NHL Commissioner Gary Bettman speaks to members of the media on March 7, 2020 in Sunrise, Fla. Credit: AP/Wilfredo Lee

NHL commissioner Gary Bettman does not anticipate that fans will be allowed back into the majority of arenas this season and estimated a revenue shortfall of at least $1 billion as a result of the COVID-19 pandemic.

"It would be cheaper for us to shut the door and not play," Bettman said on Monday on a Zoom teleconference with the media that also included deputy commissioner Bill Daly and other league executives. "The magnitude of the loss starts with a ‘B.’ We’re out of the ‘M’ range and into the ‘B’ range. It’s just what we have to deal with and what clubs have decided they have to do. Everyone thought it was important to play our game and deliver what people expect from us, and that’s what everyone signed on to do."

The NHL season, shortened to 56 games and with geographically rearranged divisions to limit travel, will begin on Wednesday.

For now, the Arizona Coyotes, Florida Panthers and Dallas Stars are the only teams in the 31-team league allowing a limited number of fans into their buildings.
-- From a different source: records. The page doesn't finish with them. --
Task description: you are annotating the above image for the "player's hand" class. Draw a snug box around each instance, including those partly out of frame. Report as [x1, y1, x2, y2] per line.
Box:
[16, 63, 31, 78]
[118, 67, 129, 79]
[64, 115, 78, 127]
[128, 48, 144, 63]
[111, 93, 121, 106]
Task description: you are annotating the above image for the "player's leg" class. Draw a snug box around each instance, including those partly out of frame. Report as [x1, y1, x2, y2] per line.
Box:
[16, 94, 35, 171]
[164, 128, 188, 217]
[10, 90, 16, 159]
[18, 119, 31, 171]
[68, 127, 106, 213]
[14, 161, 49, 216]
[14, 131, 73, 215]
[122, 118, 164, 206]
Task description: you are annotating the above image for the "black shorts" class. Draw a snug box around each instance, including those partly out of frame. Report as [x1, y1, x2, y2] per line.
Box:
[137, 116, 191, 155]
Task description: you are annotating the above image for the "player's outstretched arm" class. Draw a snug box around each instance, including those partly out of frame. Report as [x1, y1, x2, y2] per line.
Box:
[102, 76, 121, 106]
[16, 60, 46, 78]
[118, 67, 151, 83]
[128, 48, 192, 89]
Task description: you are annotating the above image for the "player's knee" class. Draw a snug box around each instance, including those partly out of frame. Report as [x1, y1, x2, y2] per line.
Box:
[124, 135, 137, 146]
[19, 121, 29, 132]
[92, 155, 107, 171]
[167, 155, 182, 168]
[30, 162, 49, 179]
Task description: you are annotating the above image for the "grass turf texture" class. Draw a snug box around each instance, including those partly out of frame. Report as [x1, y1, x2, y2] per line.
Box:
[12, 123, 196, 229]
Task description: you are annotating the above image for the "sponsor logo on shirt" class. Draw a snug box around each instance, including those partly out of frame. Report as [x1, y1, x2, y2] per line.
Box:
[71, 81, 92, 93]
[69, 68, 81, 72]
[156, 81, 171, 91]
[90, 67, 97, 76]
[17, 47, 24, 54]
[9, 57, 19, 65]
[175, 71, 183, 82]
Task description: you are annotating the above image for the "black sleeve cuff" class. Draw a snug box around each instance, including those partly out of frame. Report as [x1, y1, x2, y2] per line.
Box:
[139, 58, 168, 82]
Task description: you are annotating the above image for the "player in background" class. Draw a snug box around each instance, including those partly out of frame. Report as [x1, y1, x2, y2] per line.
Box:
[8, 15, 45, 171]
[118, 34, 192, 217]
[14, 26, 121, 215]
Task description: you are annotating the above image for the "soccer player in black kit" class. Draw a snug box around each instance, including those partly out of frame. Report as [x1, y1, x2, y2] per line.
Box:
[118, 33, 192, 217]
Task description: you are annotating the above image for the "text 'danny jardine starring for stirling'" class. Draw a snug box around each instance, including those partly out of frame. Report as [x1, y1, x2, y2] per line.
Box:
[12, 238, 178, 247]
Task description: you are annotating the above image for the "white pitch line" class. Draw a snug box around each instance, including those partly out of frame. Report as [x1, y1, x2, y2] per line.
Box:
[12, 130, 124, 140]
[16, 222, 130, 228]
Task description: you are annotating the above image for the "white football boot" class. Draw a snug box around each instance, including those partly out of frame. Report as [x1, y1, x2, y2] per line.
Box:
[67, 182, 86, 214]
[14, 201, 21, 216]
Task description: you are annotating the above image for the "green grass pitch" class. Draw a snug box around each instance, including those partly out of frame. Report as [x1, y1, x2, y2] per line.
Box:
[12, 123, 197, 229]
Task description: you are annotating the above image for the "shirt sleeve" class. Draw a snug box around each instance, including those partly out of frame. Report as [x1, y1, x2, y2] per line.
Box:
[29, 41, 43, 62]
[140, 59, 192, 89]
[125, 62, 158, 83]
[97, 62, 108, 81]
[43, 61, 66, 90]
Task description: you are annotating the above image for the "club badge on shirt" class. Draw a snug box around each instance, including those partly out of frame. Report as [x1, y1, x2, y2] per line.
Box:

The Stars already have had the first three games of their season postponed as a result of a coronavirus outbreak among players and staff members.

An NHL source told Newsday that the Islanders do not believe they will have fans at Nassau Coliseum during the regular season.

Meanwhile, the San Jose Sharks, without clearance from Santa Clara County to practice in their own building, have been training in Arizona. It is unclear when the Sharks will be able to return to California — there is a meeting on Tuesday with county officials — though their first home game is not until Feb. 1.

Bettman said financial arrangements have been made with clubs to ensure cash flow, emphasizing that such money will be considered loans.

"While there is an economic consequence to playing this season, all of our clubs are in position to weather it," he said.

Bettman added that the NHL is anticipating that further COVID-19 outbreaks among teams may impact games. He said there is limited wiggle room to accommodate rescheduling.

He said the league’s 12 health and safety protocols, outlined in a 213-page memo, will be "vigorously" enforced.

Bettman did announce two outdoor games — without fans — in Lake Tahoe, Nevada. The Vegas Golden Knights will face the Colorado Avalanche on Feb. 20 and the Boston Bruins will meet the Philadelphia Flyers the following day.

He said no decision has been made to allow jersey advertisements, though teams are allowed to wear sponsor decals on their helmets this season.